The Daughters – Daniel Romero Bueno (Spain/UK)
The 95-minute, Spanish-language film noir-cum-thriller is being produced by Tamara Garcia Iglesias and Ferran Tomas Olalla for Atakeleun, La Verneda Films and La Charito Films. The plot is as follows: one night, a 20-year-old woman is kidnapped by a stranger. The following morning, she wakes up in a house deep in the woods, where three other young women live and behave like the kidnapper’s daughters. As she begins to understand the rules of this closed world, she realises that her destiny is to become one of them. The project appears to combine captivity-thriller mechanics with a noir atmosphere and a disturbing study of coercion.

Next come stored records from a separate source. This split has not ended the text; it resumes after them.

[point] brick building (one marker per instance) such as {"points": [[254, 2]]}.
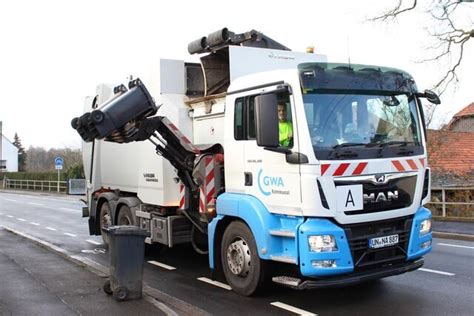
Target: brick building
{"points": [[451, 151]]}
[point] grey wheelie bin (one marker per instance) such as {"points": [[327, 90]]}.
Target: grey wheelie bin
{"points": [[127, 251]]}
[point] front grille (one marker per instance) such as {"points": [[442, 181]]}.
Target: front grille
{"points": [[365, 258], [379, 197]]}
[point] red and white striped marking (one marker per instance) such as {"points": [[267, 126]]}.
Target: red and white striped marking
{"points": [[343, 169], [208, 189], [357, 168], [182, 191], [185, 142]]}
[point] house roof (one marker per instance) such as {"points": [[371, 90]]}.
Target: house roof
{"points": [[451, 152], [467, 111]]}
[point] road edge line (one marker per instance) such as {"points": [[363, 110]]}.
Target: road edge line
{"points": [[454, 236], [103, 272]]}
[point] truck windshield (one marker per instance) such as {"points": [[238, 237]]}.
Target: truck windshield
{"points": [[362, 120]]}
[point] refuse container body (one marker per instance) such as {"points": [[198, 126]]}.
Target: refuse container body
{"points": [[126, 250]]}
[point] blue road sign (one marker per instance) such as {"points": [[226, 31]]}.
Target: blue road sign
{"points": [[58, 163]]}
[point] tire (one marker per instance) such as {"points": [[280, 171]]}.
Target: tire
{"points": [[105, 220], [243, 269], [120, 294], [125, 216], [107, 288]]}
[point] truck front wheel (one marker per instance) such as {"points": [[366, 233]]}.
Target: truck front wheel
{"points": [[125, 216], [243, 269]]}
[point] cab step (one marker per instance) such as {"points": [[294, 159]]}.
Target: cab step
{"points": [[284, 259], [287, 281], [283, 233]]}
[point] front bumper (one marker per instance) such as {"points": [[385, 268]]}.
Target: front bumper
{"points": [[354, 278], [353, 256]]}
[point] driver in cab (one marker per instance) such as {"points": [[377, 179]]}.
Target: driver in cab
{"points": [[284, 126]]}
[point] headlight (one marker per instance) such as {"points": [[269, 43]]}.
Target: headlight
{"points": [[322, 243], [425, 226]]}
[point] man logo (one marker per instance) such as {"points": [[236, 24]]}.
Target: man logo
{"points": [[380, 178]]}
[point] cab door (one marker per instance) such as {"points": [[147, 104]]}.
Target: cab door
{"points": [[269, 174]]}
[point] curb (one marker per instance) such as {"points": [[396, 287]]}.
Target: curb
{"points": [[168, 304], [455, 236], [40, 193]]}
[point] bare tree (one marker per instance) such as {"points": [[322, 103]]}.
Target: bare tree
{"points": [[450, 36]]}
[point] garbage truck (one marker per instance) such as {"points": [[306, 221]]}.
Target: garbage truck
{"points": [[279, 165]]}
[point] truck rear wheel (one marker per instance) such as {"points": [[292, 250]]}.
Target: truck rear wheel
{"points": [[243, 269], [105, 219]]}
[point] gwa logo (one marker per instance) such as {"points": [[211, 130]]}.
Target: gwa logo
{"points": [[266, 183]]}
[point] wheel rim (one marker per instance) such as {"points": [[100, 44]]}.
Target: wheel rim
{"points": [[239, 258], [106, 220], [124, 220]]}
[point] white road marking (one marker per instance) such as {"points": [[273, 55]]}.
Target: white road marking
{"points": [[37, 204], [93, 242], [292, 309], [68, 209], [162, 265], [437, 272], [215, 283], [457, 246]]}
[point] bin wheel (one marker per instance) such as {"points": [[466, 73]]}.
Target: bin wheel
{"points": [[105, 221], [243, 269], [120, 293], [107, 288]]}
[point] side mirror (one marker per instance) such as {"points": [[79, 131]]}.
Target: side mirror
{"points": [[266, 118], [432, 97]]}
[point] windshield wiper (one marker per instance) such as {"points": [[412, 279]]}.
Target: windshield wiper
{"points": [[348, 145], [336, 152], [401, 144]]}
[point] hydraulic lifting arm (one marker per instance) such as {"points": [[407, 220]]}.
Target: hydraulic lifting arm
{"points": [[126, 118]]}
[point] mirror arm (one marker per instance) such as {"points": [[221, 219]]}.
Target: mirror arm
{"points": [[280, 150]]}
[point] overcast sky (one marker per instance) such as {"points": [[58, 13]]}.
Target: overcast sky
{"points": [[54, 53]]}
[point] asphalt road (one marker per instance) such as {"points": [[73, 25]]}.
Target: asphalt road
{"points": [[444, 286]]}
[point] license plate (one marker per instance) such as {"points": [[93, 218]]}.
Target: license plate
{"points": [[385, 241]]}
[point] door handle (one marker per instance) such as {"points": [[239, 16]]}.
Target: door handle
{"points": [[248, 178]]}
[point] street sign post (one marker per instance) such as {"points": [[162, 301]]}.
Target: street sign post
{"points": [[58, 164]]}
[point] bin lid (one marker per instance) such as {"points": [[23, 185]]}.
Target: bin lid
{"points": [[125, 230]]}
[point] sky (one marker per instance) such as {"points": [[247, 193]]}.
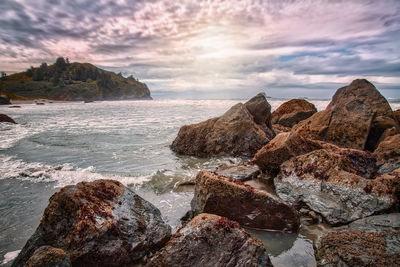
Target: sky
{"points": [[213, 49]]}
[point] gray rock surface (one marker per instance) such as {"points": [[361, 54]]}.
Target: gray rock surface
{"points": [[211, 240], [101, 223]]}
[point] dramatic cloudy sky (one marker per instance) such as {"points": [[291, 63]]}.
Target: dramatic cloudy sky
{"points": [[215, 48]]}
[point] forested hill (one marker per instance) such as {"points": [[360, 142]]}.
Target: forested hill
{"points": [[73, 81]]}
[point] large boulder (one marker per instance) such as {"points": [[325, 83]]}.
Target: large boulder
{"points": [[373, 241], [341, 185], [252, 208], [101, 223], [5, 118], [211, 240], [283, 147], [356, 118], [388, 154], [292, 112], [47, 256], [241, 131]]}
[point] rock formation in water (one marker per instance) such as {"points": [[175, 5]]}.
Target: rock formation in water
{"points": [[356, 118], [5, 118], [292, 112], [237, 201], [341, 185], [373, 241], [101, 223], [211, 240], [241, 131]]}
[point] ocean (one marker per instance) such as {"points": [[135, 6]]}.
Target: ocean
{"points": [[58, 144]]}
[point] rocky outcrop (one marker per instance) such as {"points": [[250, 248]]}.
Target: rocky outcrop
{"points": [[241, 131], [211, 240], [388, 154], [292, 112], [5, 118], [356, 118], [47, 256], [252, 208], [241, 172], [341, 184], [101, 223], [373, 241], [283, 147]]}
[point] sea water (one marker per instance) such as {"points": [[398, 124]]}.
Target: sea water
{"points": [[59, 144]]}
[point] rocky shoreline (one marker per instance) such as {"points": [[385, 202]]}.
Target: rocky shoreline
{"points": [[339, 166]]}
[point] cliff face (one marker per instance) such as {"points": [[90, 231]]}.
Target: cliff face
{"points": [[73, 81]]}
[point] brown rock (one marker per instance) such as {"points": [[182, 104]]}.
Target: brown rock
{"points": [[101, 223], [47, 256], [388, 154], [356, 118], [234, 133], [240, 202], [5, 118], [281, 148], [292, 112], [341, 185], [211, 240]]}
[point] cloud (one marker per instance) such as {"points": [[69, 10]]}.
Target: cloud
{"points": [[301, 47]]}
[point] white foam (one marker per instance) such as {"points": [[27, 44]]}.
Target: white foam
{"points": [[61, 175], [10, 256]]}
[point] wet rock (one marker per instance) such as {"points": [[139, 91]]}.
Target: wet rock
{"points": [[292, 112], [5, 118], [234, 133], [252, 208], [5, 100], [340, 185], [388, 154], [242, 172], [280, 128], [283, 147], [211, 240], [356, 118], [47, 256], [101, 223], [373, 241]]}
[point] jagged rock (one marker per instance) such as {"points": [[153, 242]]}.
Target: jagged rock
{"points": [[356, 118], [211, 240], [373, 241], [5, 118], [241, 172], [388, 154], [341, 185], [234, 133], [101, 223], [47, 256], [252, 208], [292, 112], [283, 147]]}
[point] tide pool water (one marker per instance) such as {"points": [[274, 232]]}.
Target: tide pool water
{"points": [[59, 144]]}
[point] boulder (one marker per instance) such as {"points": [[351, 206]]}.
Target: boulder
{"points": [[47, 256], [101, 223], [5, 118], [211, 240], [356, 118], [292, 112], [5, 100], [388, 154], [283, 147], [341, 185], [373, 241], [241, 172], [252, 208], [234, 133]]}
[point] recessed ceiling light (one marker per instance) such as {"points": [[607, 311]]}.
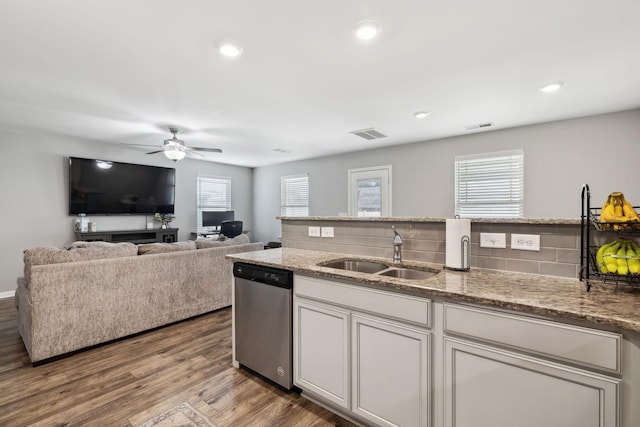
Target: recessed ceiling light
{"points": [[229, 49], [551, 87], [366, 30]]}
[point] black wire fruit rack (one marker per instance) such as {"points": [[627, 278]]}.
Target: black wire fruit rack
{"points": [[589, 224]]}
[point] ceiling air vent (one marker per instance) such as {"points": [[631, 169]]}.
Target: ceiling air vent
{"points": [[479, 126], [369, 134]]}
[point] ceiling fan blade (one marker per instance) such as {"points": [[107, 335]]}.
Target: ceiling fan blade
{"points": [[140, 145], [210, 150], [191, 152]]}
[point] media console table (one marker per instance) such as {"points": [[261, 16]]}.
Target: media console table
{"points": [[162, 235]]}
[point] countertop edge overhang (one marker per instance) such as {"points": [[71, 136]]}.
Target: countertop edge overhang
{"points": [[547, 296], [534, 221]]}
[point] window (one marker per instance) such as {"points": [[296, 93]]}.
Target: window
{"points": [[370, 191], [213, 194], [294, 195], [490, 185]]}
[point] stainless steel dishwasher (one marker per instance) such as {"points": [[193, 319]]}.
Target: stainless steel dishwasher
{"points": [[263, 316]]}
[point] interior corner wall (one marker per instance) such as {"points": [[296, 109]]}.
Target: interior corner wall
{"points": [[602, 151], [34, 192]]}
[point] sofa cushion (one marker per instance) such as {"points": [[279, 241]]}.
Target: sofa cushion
{"points": [[77, 251], [213, 243], [160, 248]]}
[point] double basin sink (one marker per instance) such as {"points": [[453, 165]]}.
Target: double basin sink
{"points": [[380, 269]]}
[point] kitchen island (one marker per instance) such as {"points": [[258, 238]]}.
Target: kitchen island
{"points": [[483, 346]]}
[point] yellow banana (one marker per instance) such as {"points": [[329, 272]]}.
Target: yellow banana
{"points": [[609, 261], [623, 266], [629, 212], [633, 261], [606, 212], [600, 256]]}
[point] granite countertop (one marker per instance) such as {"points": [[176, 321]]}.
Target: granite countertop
{"points": [[544, 221], [607, 305]]}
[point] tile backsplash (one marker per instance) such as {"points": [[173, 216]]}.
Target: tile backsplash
{"points": [[559, 253]]}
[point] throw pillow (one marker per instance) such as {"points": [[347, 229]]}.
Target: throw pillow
{"points": [[214, 243], [160, 248]]}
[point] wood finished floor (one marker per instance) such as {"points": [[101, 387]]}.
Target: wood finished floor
{"points": [[127, 382]]}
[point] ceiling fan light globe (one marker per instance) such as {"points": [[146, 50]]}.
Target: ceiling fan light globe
{"points": [[175, 154]]}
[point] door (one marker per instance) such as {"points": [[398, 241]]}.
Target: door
{"points": [[390, 372], [490, 387], [321, 350]]}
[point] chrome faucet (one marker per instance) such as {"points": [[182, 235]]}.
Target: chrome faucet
{"points": [[397, 246]]}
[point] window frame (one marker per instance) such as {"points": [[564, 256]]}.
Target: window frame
{"points": [[499, 175], [294, 205], [224, 205]]}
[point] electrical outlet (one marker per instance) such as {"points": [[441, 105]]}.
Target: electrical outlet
{"points": [[493, 240], [327, 231], [525, 242]]}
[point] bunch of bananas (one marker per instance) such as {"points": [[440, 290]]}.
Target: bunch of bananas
{"points": [[622, 256], [618, 211]]}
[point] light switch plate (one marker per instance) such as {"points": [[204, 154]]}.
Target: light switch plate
{"points": [[493, 240], [525, 242], [314, 231], [327, 231]]}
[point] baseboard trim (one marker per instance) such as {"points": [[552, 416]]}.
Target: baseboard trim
{"points": [[9, 294]]}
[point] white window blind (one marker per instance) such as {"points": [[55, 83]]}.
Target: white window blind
{"points": [[213, 194], [294, 195], [490, 185]]}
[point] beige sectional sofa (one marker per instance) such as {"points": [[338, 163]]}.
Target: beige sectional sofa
{"points": [[91, 293]]}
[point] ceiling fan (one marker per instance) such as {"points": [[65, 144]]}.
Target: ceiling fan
{"points": [[175, 149]]}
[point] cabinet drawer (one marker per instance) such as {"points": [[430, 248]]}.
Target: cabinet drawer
{"points": [[398, 306], [582, 346]]}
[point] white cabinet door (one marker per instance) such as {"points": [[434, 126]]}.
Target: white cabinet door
{"points": [[486, 386], [390, 372], [321, 350]]}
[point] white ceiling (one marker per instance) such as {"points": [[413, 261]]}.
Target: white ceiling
{"points": [[121, 71]]}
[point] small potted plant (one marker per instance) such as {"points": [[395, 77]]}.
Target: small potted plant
{"points": [[164, 219]]}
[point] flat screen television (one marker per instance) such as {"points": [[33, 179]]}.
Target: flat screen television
{"points": [[103, 187], [213, 219]]}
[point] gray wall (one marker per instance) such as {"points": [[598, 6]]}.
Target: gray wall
{"points": [[34, 188], [602, 151]]}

Dead Dad Girl – Stephen Korytko (Luxembourg/Belgium)
Produced by Bernard Michaux, Benoît Roland, John Altschuler and Dave Krinsky for Samsa Film and Wrong Men, this 82-minute, English-language dark comedy centres on Memphis, 17, who is alive and well; her father, however, is dead – hidden-in-a-freezer dead. After he dies of a heart attack, she decides to conceal the body in order to preserve her place among the cool kids at school. The feature promises a sharp, macabre coming-of-age comedy about popularity, denial and the absurd lengths to which teenagers may go to protect their social status.
Lost Son – Edson da Conceicao (Netherlands/Belgium)
This 110-minute, Dutch-language drama film is being produced by Nicky Onstenk and Marc Bary for IJswater Films and Caviar. The story begins when Winston’s son is killed in a robbery. The man becomes convinced that a troubled addict is responsible. Driven by grief and a desire for justice, he secretly forms an unexpected bond with the young man, gradually becoming the father figure he never was to his own son. The movie looks set to explore guilt, projection and the emotional distortions of mourning through a morally complex relationship.
At Your Service – German Golub (Estonia/Germany)
Staged by Evelin Penttilä, Marcos Kantis and Melanie Blocksdorf for Stellar Film and Schiwago Film, this 100-minute tragicomedy is spoken in Estonian and Russian, and is set to be completed by 2026. The plot follows an Estonian police officer working in a small town near the Russian border who finds herself trapped after a family member commits a crime. Forced to choose between saving her family, her career and herself, she decides to try to do all three. The project suggests a tense but darkly comic portrait of divided loyalties, institutional duty and life on a politically charged border.